Could a Commonly Prescribed Antibiotic Worsen MRSA Infections?

MRSA infections were made worse by antibiotics in mice that were part of the latest study.

The study was conducted by researchers at Cedars-Sinai Medical Center in Los Angeles, CA, and is published in the journal Cell Host & Microbe.

According to the Centers for Disease Control and Prevention (CDC), MRSA can cause skin and other infections within the community. In a hospital, however, it can cause severe problems such as bloodstream infections, pneumonia and surgical site infections.

Though anybody can get a MRSA infection through direct contact with an infected wound or by sharing personal items that have come in contact with infected skin, people who are in places that involve crowding or skin-to-skin contact are at greater risk.
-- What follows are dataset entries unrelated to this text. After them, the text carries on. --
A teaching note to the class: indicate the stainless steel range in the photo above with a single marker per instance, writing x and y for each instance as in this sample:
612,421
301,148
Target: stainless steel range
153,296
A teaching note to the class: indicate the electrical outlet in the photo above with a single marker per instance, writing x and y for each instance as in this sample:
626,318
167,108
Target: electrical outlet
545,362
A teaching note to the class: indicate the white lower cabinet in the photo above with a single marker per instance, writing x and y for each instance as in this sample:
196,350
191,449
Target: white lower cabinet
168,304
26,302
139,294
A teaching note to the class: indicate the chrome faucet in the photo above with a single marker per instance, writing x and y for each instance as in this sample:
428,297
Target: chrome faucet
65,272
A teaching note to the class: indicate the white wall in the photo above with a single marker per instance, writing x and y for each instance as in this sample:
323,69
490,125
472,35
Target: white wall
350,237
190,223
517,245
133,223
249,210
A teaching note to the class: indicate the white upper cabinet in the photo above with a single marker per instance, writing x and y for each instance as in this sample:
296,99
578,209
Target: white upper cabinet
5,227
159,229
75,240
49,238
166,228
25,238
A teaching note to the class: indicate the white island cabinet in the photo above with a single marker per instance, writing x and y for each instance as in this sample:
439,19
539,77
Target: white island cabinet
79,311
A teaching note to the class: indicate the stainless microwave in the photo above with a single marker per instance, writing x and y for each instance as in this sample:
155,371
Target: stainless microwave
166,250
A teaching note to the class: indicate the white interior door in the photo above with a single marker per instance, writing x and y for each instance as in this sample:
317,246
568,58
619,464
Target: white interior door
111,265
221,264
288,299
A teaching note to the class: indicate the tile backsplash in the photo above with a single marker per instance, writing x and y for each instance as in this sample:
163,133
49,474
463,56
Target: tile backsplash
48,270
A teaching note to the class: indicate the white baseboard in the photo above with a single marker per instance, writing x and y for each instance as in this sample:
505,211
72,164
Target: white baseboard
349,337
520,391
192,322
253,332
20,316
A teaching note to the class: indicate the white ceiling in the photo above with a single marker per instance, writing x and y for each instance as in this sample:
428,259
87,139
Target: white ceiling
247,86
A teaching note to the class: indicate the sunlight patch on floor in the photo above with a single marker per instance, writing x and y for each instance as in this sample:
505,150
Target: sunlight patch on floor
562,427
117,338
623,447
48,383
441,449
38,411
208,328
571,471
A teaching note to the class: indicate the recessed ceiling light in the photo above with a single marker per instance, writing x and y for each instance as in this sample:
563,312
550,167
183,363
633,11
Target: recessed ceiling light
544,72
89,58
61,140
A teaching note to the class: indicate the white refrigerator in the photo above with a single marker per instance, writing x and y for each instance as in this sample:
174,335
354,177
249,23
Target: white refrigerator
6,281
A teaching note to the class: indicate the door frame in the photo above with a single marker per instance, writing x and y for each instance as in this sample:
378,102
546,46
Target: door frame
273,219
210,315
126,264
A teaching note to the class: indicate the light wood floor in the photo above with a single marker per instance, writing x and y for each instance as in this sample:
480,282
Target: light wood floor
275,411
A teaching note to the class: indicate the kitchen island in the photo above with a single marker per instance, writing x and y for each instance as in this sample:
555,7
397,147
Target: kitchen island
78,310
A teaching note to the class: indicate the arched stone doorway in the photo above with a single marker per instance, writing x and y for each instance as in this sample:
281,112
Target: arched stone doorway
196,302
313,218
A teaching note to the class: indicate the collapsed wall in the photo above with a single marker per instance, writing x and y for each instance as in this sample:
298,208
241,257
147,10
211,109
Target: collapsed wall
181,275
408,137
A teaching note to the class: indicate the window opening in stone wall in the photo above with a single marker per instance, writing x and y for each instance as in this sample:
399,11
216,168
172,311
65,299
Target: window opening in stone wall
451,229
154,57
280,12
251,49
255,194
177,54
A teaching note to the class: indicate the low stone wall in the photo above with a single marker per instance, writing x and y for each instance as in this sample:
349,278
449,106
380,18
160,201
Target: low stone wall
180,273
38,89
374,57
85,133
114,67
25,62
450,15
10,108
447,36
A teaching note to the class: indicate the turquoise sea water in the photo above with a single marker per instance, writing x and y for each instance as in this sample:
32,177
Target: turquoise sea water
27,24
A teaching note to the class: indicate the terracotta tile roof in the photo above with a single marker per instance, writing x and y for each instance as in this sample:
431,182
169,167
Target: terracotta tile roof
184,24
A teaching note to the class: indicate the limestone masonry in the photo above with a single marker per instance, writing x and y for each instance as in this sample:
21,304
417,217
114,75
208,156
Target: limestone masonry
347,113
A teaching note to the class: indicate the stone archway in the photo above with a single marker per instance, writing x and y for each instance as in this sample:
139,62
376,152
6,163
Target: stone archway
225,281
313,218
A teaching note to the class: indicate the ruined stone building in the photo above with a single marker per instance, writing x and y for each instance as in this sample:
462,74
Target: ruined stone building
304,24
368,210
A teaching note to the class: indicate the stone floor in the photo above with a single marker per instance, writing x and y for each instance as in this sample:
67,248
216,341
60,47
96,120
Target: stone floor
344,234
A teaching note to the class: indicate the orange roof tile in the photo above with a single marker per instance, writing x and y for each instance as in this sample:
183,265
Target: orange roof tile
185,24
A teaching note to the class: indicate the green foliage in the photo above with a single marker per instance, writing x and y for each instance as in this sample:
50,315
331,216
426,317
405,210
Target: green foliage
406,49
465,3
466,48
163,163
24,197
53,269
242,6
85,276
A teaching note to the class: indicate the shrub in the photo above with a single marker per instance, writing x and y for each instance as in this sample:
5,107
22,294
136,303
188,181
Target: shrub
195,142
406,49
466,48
Examples of such people include athletes, daycare and school kids, military personnel living in barracks and inpatients at hospitals. According to CDC data from 2011, MRSA causes over 80,000 invasive infections and 11,000 related deaths per year.

Beta-lactams made mice with MRSA infections sicker

Given the scale of the MRSA threat, the research team wanted to investigate what makes MRSA so pathogenic. They say though many studies have established that MRSA infections cause more severe diseases compared with normal staph infections, the reason has been unclear.

They found that in laboratory mice, treatment with antibiotics called beta-lactams - which are similar to methicillin - caused the MRSA bacteria to build inflammatory cell walls that damage tissues. Beta-lactam antibiotics kill normal staph by neutralizing their enzymes that make cell walls.

However, the researchers found that one of these enzymes - called PBP2A - is not neutralized by the antibiotics. Furthermore, PBP2A actually enables the superbug to continue building its cell wall.

They also found that the cell wall's structure is different from normal staph, which allows the superbug to proliferate.

The researchers say their take-home message from all of this is that, after introducing the antibiotics to the MRSA-infected mice, they became even sicker.